На гранитной площадке обелиска Свободы, устремлённого в небо, возник хорошо знакомый нам силуэт Маяковского.
— Ребята, Владим Владимыч! — радостно оповестила всех нас Любаша. Маяковский стоял с открытой головой, встреченный приветственным шквалом оваций. Перекрывая своим могучим колокольным басом гул толпы, он повелительно отбросил руку в сторону:
Разворачивайтесь в марше!
Словесной не место кляузе.
Как это было точно и своевременно! Никто в мире, ни один поэт не мог бы сейчас сравниться с Маяковским.
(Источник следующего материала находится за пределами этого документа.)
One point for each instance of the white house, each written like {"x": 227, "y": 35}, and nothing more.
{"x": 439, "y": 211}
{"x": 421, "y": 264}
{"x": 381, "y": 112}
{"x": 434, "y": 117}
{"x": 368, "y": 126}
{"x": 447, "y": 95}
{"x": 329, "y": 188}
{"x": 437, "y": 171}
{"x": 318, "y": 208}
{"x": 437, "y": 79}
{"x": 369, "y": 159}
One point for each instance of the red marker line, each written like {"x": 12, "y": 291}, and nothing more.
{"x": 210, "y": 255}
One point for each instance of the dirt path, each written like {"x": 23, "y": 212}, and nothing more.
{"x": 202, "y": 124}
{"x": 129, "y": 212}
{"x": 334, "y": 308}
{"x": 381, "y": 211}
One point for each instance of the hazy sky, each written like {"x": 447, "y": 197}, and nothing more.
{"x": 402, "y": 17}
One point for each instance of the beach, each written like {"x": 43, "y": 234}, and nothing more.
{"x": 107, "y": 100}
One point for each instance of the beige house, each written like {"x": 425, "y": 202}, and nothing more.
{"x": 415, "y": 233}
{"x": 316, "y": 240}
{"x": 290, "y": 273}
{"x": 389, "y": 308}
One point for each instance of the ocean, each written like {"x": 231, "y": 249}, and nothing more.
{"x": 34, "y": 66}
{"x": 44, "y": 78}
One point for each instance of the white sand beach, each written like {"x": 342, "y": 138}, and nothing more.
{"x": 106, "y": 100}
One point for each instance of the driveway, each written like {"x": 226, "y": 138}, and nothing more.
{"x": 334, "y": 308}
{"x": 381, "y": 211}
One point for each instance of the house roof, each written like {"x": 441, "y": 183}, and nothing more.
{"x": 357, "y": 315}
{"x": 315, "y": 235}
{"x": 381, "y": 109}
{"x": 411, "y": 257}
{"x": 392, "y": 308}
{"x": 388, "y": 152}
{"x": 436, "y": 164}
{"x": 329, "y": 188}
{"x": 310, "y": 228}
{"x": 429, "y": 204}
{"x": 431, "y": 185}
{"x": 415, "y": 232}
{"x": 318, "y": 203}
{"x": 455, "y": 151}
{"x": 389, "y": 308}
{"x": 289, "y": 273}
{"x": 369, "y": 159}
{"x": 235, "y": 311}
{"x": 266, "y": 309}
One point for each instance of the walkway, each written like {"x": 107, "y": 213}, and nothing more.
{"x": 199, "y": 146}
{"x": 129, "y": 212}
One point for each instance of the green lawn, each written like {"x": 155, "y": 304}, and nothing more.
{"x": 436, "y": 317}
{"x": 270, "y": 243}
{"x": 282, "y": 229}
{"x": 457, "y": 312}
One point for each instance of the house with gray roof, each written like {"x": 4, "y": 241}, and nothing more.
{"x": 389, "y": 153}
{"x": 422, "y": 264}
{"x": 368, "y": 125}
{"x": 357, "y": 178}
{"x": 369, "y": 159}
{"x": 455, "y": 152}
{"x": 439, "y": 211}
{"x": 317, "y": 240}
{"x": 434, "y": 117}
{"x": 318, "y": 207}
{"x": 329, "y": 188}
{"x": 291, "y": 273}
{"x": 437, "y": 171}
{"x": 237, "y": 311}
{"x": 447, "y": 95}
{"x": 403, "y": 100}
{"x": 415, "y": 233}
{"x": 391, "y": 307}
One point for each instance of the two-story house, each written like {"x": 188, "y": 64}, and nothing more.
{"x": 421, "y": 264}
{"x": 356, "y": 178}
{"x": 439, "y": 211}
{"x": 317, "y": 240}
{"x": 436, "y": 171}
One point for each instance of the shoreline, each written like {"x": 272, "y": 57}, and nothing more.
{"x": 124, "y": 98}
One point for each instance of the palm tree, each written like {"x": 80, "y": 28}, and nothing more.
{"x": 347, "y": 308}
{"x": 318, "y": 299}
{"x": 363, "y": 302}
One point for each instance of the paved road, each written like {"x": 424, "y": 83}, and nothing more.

На сером фоне обелиска, за которым стояла греческая колоннада, а за нею — жёлтая башня пожарной каланчи, похожей на морской маяк, широкоплечая фигура Маяковского с большой остриженной головой приобретала невиданную богатырскую мощь.
…Пусть,
оскалясь короной,
вздымает британский лев вой.
Коммуне не быть покорённой…
Мы хорошо знали эти стихи и тысячеголосым хором, всей площадью подхватили последнюю строку:
Левой!
Левой!
Левой!
И столько силы, гнева, решимости и вызова звучало в этом рефрене, что, услышь это Керзон, он наверняка подох бы от одного нашего возмущённого единства. Так, по крайней мере, казалось мне.
Маяковский был великолепен. Наш молодой пыл передавался и ему, глаза его горели яростным огнём, а голос набатом гремел над площадью, взлетая к предвечерним облакам:
…Пусть бандой окружат нанятой,
стальной изливаются леевой, —
России не быть под Антантой…
Левой!
Левой!
Левой!
Одной необъятной грудью скандировала площадь вместе с поэтом.
Океанской сиреной ревел над площадью могучий бас Маяковского.
…Грудью вперёд бравой.
Флагами небо оклеивай!
Кто там шагает правой?
И мы дружно отвечали:
Левой!
Левой!
Левой!
Слова взлетали к небу, как шквал боевого протеста.
Маяковский пошел с нами. Наша коммуна шагала во главе колонны, дружно сплетясь руками. Любаша в своей неизменной косынке, синеглазая Варя Арманд, по-запорожски удалой Бульбанюк, побледневший, со сдвинутыми бровями Иван Зазноба и все другие наши друзья-товарищи. И рядом с нами — огромный, сильный, гремя по булыжникам Тверской своими подкованными ботинками, вышагивал Маяковский.
Колонна вливалась в многоголосую реку, суровую и грозную, направлявшуюся мимо стен Кремля к зданию Коминтерна.